Interação entre zooplâncton e fitoplâncton em um reservatório tropical durante eventos hidrológicos extremos
Interações tróficas; série temporal; Semiárido; Seca extrema; Lagos rasos.
Quantificar a relação zooplâncton:fitoplâncton pode oferecer informações sobre a sensibilidade do zooplâncton (consumidor) às mudanças no fitoplâncton (produtor) frente às condições ambientais. Uma métrica utilizada para avaliar essa interação é a razão entre a biomassa dessas comunidades. Este estudo avaliou a interação zooplâncton:fitoplâncton ao longo de 13 anos em um reservatório durante eventos hidrológicos extremos (forte chuva e seca extrema). O fitoplâncton e o zooplâncton foram coletados trimestralmente entre os anos de 2010 e 2022 no reservatório de Gargalheiras (RN) localizado na região semiárida. Agrupamos o zooplâncton de acordo com a forma de alimentação e o tamanho corporal e o tempo em três períodos distintos: cheia (2011-2012; 2022), seca (2015-2018) e transição (2013; 2014; 2019). A PCA destacou um gradiente ambiental: o período de cheia foi associado a maiores valores de volume de água e oxigênio dissolvido, enquanto o período de seca apresentou concentrações elevadas de fósforo total e menor transparência de secchi. A razão zoo:fito não mudou ao longo do tempo (p > 0,05) nem entre os períodos hidrológicos, mas um aumento momentâneo ocorreu durante a seca extrema coincidindo com a dominância de copépodes raptoriais e do nano-fitoplâncton potencialmente mixotrófico.

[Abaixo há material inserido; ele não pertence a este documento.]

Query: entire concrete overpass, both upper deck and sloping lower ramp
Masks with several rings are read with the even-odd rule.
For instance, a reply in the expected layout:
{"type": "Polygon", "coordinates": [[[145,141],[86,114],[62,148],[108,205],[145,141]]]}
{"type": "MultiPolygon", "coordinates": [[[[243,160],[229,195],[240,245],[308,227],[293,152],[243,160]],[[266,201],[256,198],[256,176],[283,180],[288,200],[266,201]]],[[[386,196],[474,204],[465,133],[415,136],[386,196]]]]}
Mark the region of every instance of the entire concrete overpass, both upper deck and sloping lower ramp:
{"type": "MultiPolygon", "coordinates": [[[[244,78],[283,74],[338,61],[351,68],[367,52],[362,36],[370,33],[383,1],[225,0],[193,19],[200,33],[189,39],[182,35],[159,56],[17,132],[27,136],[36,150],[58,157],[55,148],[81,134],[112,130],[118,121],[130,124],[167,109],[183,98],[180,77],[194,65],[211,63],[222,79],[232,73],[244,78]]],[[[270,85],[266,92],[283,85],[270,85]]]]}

A estrutura da comunidade zooplanctônica baseada nos grupos funcionais variou conforme o período (PERMANOVA: Pseudo-F= 2,22; r²=0,10, p=0.005): copépodes filtradores estiveram mais associados ao período de cheia (r² = 0,20; p = 0,013), e grandes copépodes raptoriais ao período de seca extrema (r² = 0,30; p = 0,009). A biomassa de fitoplâncton também foi diferente: euglenofíceas (r² = 0,24; p = 0,001) e criptofíceas (r² = 0,23; p = 0,005) predominaram na seca extrema, enquanto cianobactérias dominaram nos períodos de cheia e transição (r² = 0,18; p = 0,007). Percebe-se que os eventos hidrológicos extremos, principalmente a seca, afetaram a estrutura funcional das comunidades planctônicas, mas não atingiram a proporção entre consumidores e produtores ao longo do tempo.